Na to ostatnie pytanie można śmiało odpowiedzieć twierdząco. W wielu z nich, np. wiśniach w likierze faktycznie znajdują się procenty. W ich klasycznej wersji znajdziemy wiśnię, czekoladę i likier. W każdej takiej czekoladce jest 0,67 grama czystego alkoholu. Czy to dużo? Kieliszek wina czy piwa ma go około 10 gramów. Aby spożyć taką samą ilość alkoholu, jaką zawiera jedna szklanka piwa lub lampka wina, trzeba by zjeść piętnaście tych likierowych pralinek” – mówi dziennikarzom AD toksykolog, Jan Tytgat.

 

Słodka matematyka

Idąc tym tropem, powinniśmy uwzględnić naszą wagę. Od masy ciała w dużej mierze zależy bowiem stężenie alkoholu w naszym organizmie.
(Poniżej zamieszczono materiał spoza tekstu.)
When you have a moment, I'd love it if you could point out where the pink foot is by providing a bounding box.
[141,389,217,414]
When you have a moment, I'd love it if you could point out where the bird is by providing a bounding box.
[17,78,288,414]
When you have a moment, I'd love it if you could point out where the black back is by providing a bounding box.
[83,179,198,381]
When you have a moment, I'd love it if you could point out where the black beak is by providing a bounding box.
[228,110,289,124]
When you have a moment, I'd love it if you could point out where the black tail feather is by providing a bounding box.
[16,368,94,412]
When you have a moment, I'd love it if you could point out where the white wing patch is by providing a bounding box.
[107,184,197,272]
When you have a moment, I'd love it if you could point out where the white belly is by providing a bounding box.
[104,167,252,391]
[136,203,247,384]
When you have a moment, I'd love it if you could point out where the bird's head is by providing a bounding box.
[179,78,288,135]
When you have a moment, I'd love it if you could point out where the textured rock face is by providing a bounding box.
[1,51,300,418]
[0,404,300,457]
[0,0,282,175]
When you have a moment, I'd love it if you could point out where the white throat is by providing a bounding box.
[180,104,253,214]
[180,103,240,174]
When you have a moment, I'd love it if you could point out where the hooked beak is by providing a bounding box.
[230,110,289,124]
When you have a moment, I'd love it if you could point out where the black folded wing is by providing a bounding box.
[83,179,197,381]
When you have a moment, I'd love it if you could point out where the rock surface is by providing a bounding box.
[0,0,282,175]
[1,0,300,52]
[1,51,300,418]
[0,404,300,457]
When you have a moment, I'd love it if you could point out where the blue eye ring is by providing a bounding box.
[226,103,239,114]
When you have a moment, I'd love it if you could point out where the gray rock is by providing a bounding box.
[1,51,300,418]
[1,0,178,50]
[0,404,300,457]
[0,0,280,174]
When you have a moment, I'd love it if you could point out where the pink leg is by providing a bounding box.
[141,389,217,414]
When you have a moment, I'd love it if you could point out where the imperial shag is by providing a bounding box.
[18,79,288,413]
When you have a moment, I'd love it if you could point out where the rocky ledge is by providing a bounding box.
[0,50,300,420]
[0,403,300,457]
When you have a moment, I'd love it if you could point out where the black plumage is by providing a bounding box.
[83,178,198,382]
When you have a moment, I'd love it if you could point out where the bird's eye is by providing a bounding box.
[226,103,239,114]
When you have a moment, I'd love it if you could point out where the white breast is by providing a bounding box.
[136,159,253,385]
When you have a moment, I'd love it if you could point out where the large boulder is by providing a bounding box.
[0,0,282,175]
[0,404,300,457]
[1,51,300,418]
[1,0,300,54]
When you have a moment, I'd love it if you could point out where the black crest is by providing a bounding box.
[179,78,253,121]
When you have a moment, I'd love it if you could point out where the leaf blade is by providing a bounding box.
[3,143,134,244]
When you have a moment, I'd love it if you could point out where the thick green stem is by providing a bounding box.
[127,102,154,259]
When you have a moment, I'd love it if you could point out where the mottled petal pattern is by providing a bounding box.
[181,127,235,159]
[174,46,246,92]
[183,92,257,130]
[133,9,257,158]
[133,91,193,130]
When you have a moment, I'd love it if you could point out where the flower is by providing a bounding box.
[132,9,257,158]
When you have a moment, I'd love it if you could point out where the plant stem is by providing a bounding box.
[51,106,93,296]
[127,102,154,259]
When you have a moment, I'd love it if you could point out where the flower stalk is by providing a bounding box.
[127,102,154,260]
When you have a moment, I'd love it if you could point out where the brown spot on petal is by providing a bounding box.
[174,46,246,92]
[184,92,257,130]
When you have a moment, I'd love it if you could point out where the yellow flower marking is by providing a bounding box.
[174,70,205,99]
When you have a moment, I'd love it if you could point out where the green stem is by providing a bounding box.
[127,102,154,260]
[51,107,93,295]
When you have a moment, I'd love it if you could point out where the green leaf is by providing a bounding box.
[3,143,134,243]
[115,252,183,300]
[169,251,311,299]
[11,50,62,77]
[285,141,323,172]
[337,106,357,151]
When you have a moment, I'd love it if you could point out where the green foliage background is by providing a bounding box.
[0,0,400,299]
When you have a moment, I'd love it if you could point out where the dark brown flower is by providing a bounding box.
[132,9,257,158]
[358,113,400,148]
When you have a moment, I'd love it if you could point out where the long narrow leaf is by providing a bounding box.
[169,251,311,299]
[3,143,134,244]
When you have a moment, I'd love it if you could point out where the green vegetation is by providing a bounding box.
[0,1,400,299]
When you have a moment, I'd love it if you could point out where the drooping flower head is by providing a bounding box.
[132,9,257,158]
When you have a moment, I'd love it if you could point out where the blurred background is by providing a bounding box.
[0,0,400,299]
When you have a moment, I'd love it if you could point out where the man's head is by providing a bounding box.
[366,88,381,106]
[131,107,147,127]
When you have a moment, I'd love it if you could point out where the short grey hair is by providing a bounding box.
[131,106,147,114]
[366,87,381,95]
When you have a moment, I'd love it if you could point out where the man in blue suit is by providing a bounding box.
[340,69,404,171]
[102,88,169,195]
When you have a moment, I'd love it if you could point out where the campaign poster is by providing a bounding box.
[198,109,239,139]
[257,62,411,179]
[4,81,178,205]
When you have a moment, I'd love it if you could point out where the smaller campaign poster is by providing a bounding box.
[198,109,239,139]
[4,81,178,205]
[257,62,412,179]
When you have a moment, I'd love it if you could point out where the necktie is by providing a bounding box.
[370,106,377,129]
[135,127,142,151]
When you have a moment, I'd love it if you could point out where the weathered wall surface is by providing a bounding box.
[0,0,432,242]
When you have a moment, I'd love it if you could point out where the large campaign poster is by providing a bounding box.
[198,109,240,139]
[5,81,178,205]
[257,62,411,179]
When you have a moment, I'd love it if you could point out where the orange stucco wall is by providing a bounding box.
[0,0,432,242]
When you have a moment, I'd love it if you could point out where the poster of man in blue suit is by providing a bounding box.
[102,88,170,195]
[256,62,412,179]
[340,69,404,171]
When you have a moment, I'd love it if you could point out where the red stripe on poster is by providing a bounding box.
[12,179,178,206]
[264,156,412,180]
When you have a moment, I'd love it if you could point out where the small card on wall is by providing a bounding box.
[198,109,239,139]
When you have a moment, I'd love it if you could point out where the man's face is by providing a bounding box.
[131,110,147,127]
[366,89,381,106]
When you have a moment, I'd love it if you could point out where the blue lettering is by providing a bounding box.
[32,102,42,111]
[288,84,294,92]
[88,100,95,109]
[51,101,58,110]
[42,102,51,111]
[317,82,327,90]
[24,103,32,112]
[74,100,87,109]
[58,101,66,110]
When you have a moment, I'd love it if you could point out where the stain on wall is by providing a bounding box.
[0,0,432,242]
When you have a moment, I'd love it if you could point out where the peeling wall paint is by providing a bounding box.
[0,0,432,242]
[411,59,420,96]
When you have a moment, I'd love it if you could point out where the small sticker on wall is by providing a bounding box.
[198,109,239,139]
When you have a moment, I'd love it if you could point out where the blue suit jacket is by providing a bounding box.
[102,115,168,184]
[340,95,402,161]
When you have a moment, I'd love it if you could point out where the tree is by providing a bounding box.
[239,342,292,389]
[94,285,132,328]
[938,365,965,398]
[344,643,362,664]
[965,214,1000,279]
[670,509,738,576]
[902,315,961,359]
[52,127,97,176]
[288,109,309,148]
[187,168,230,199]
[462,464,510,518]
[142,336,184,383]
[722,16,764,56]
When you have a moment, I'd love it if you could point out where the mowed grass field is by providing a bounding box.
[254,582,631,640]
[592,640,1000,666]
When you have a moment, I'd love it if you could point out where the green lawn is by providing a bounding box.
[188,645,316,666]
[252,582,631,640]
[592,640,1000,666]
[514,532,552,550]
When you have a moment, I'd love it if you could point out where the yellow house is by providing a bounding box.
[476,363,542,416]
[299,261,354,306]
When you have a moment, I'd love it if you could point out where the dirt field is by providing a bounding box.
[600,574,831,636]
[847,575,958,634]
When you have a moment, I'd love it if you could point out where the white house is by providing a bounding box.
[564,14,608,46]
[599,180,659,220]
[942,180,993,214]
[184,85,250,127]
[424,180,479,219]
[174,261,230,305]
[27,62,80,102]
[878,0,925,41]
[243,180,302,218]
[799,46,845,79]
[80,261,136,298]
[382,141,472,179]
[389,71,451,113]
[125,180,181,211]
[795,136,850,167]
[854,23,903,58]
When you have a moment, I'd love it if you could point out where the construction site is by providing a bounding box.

"Jeśli chcesz osiągnąć dopuszczalny limit 0,5 promila – maksymalny dopuszczalny poziom na drogach w Holandii – to jako przeciętny dorosły musisz zjeść co najmniej trzydzieści cukierków wiśniowych. A jeśli jesteś trochę większy lub cięższy, jeszcze więcej. Mężczyzna ważący 75 kilogramów może zjeść ich około czterdziestu, zanim osiągnie ten limit'' – liczy dziennikarzom toksykolog.

 

Prędzej zwymiotujesz

Co to oznacza? Teoretycznie jest to możliwe, ale w praktyce niewykonalne. "Jeśli tego spróbujesz, jest większe prawdopodobieństwo, że zwymiotujesz od nadmiaru czekolady, niż że się upijesz" - śmieje się ekspert. W grę wchodzi tu bowiem kwestia tego, iż od pierwszej minuty nasz organizm rozkłada alkohol. Jeśli więc chcemy podpić sobie procenty, te czterdzieści czekoladek powinniśmy zjeść praktycznie na raz. Chociaż to i tak nic nie da.

 

Zakąska

Piwo czy wódka pita na pusty żołądek, czy bez tak zwanego zakąszania „sieka” nasz szybciej, ponieważ łatwiej się wchłania i szybciej przenika przez ścianę żołądka do krwioobiegu. W przypadku czekoladek, oprócz alkoholu jest jeszcze czekolada i wiśnia, czyli cukry i tłuszcze, które spowalniają ten proces. Zanim więc alkohol z nasączonego owocu dostanie się do krwi, minie dużo czasu. To powolne wchłanianie spowoduje zaś, iż stężenie we krwi będzie niższe.

Alkomat

Czy więc nie musimy bać się badania alkomatem, jedząc takie czekoladki? Jeśli policja złapie nas krótko po spałaszowaniu dwóch bombonierek, alkomat może pokazać wynik różny od 0,0.
Jest to jednak efekt pozostałości alkoholu w ustach i przełyku. Kolejne badanie po 15-20 minutach powinno dać już wynik 0,0. Również badanie krwi nas uratuje. Tu bowiem w grę wchodzi owo wolne wchłanianie, przez co wynik oczyści nas z zarzutu jazdy pod wpływem. Jak więc widać sama matematyka dotycząca zawartości alkoholu w czekoladkach to za mało i upić się nimi nie da.

 

Inne słodycze

Podobnie jest też z innymi słodyczami. Lody o smaku rumowym, czy tiramisu, sos z kieliszkiem wina w środku są dla nas niegroźne. Co ciekawe, nawet niektóre owoce, gdy są przejrzałe, zawierają alkohol. Banany w takim stanie mają w sobie około 0,4% alkoholu w stosunku do wagi. Oznacza to, że aby uzyskać wynik taki jak przy lampce wina, trzeba by zjeść ich około 13 sztuk, a z racji na powolne wchłanianie i tak wynik badania dałby 0:0.

 

Policja

Policja doskonale zna tego typu kwestie. Oficerowie nie dadzą się więc nabrać, nawet gdy obok kierowcy będzie leżeć pusta bombonierka. Co najwyżej powtórzą badanie po kwadransie. Jeśli zaś to znów da wynik większy niż 0,0 to mundurowi tylko utwierdzą się w tym, że zmotoryzowany chce ich okłamać, a to pewno nie wyjdzie mu to na dobre.